Confused sounds of joy were heard, uttered by the
delighted celestials. When Drona thus repaired
to the region of Brahman, Dhrishtadyumna stood, unconscious
of it all, beside him. Only we five amongst men
beheld the high-souled Drona rapt in Yoga proceed
to the highest region of blessedness. These five
were myself, Dhananjaya, the son of Pritha, and Drona’s
son, Aswatthaman, and Vasudeva of Vrishni’s
race, and king Yudhishthira the just, the son of Pandu.
Nobody else, O king, could see that glory of the wise
Drona, devoted to Yoga, while passing out of the world.

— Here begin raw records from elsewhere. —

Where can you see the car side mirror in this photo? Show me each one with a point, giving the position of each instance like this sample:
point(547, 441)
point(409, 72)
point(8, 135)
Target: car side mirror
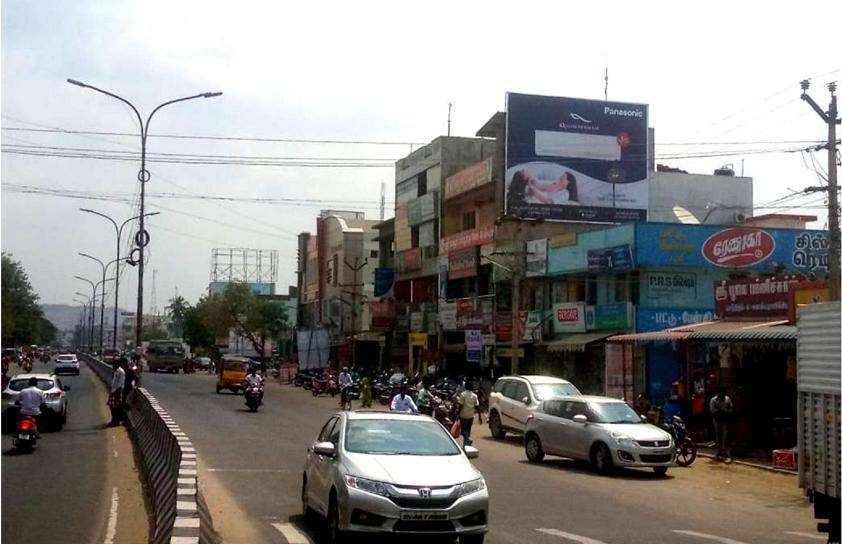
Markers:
point(328, 449)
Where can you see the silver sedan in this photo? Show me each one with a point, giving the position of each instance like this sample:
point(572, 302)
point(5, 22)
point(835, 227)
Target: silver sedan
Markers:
point(604, 431)
point(387, 472)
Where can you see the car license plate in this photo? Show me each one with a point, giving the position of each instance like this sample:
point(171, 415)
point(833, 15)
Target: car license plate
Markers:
point(414, 515)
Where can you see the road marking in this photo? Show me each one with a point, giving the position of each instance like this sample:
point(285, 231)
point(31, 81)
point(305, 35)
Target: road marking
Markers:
point(807, 535)
point(246, 470)
point(570, 536)
point(706, 536)
point(291, 533)
point(111, 529)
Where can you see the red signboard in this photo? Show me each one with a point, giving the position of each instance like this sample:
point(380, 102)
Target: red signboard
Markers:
point(470, 178)
point(738, 247)
point(462, 264)
point(754, 297)
point(469, 238)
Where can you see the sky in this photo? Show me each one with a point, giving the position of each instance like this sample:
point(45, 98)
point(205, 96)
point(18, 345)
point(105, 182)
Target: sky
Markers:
point(719, 77)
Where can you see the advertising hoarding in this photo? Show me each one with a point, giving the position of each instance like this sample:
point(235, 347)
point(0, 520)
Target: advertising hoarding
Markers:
point(571, 159)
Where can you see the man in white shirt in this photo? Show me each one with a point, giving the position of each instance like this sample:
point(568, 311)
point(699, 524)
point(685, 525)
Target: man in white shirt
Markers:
point(31, 399)
point(403, 402)
point(115, 397)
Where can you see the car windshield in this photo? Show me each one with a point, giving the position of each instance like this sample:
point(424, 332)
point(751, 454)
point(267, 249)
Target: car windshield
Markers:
point(398, 437)
point(544, 391)
point(615, 412)
point(20, 385)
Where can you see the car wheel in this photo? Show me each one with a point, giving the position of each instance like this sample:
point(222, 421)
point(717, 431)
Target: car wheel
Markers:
point(534, 451)
point(601, 459)
point(335, 534)
point(495, 426)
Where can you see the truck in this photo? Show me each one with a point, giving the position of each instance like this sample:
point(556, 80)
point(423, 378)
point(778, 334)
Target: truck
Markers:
point(818, 364)
point(165, 355)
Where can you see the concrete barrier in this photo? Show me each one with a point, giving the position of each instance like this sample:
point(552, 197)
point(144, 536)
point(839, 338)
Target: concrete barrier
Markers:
point(180, 514)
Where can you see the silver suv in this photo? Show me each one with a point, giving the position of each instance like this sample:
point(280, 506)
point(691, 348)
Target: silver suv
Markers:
point(513, 398)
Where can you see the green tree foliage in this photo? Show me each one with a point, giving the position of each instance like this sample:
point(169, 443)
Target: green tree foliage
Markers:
point(23, 321)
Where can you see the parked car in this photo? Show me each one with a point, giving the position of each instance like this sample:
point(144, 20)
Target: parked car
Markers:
point(54, 391)
point(513, 398)
point(388, 472)
point(605, 431)
point(67, 363)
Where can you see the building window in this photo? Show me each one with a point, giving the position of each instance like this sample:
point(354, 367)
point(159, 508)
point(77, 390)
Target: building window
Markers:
point(422, 183)
point(469, 220)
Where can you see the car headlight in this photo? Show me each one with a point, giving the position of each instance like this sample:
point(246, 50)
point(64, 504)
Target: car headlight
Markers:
point(622, 439)
point(470, 487)
point(369, 486)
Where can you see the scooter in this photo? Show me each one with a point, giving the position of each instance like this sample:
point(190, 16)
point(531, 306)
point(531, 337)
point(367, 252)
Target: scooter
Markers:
point(26, 434)
point(254, 396)
point(685, 449)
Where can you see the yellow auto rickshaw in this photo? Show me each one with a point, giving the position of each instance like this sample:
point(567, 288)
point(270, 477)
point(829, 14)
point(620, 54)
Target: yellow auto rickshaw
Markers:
point(231, 373)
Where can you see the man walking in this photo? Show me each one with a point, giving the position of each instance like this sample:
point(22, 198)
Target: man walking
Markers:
point(721, 408)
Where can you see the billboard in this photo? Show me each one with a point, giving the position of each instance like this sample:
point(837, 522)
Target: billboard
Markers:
point(571, 159)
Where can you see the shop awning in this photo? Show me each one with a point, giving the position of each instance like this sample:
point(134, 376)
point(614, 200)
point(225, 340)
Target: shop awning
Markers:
point(576, 342)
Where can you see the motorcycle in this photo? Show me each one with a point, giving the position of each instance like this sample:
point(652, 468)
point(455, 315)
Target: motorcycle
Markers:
point(26, 434)
point(254, 396)
point(685, 449)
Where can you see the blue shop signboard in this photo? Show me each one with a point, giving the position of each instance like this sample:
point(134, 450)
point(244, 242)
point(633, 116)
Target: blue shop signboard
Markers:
point(658, 319)
point(731, 247)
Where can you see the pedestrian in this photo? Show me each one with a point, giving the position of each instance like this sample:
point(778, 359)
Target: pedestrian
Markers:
point(115, 396)
point(468, 403)
point(722, 409)
point(366, 392)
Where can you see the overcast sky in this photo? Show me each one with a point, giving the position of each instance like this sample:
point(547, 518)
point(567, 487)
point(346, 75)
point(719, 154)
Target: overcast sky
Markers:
point(710, 71)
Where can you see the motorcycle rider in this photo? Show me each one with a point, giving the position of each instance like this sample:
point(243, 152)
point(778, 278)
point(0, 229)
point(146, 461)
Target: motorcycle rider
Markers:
point(31, 399)
point(345, 381)
point(403, 402)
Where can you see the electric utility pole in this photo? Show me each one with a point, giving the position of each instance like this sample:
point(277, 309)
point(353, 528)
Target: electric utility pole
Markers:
point(830, 117)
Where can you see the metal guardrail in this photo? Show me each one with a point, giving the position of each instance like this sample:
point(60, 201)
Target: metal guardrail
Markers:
point(169, 461)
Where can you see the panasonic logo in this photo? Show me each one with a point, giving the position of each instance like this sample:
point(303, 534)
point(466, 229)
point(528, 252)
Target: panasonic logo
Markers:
point(623, 113)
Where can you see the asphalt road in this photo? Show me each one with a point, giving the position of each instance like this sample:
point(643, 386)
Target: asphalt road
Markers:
point(80, 483)
point(250, 466)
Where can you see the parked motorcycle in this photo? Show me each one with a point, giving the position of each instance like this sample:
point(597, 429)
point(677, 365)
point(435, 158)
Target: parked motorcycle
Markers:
point(26, 434)
point(254, 396)
point(685, 449)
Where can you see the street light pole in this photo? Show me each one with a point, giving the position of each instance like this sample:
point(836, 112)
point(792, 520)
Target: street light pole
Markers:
point(119, 230)
point(142, 236)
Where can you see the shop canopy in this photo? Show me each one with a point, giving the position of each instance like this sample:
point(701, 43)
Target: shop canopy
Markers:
point(576, 342)
point(716, 330)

In fact, all human beings were unconscious of the
fact that the preceptor attained to the supreme region
of Brahman, a region mysterious to the very gods, and
one that is the highest of all. Indeed, none
of them could see the preceptor, that chastiser of
foes, proceed to the region of Brahman, devoted to
Yoga in the company of the foremost of Rishis, his
body mangled with arrows and bathed in blood, after
he had laid aside his weapons. As regards Prishata’s
son, though everybody cried fie on him, yet casting
his eyes on the lifeless Drona’s head, he began
to drag it. With his sword, then, he lopped off
from his foe’s trunk that head,—his
foe remained speechless the while. Having slain
Bharadwaja’s son. Dhrishtadyumna was filled
with great joy, and uttered leonine shouts, whirling
his sword. Of a dark complexion, with white locks
hanging down to his ears, that old man of five and
eighty years of age, used, for thy sake only, to career
on the field of battle with the activity of a youth
of sixteen. The mighty-armed Dhananjaya, the
son of Kunti, (before Drona’s head was cut off)
had said, ’O son of Drupada, bring the preceptor
alive, do not slay him. He should not be slain.’
Even thus all the troops also had cried out.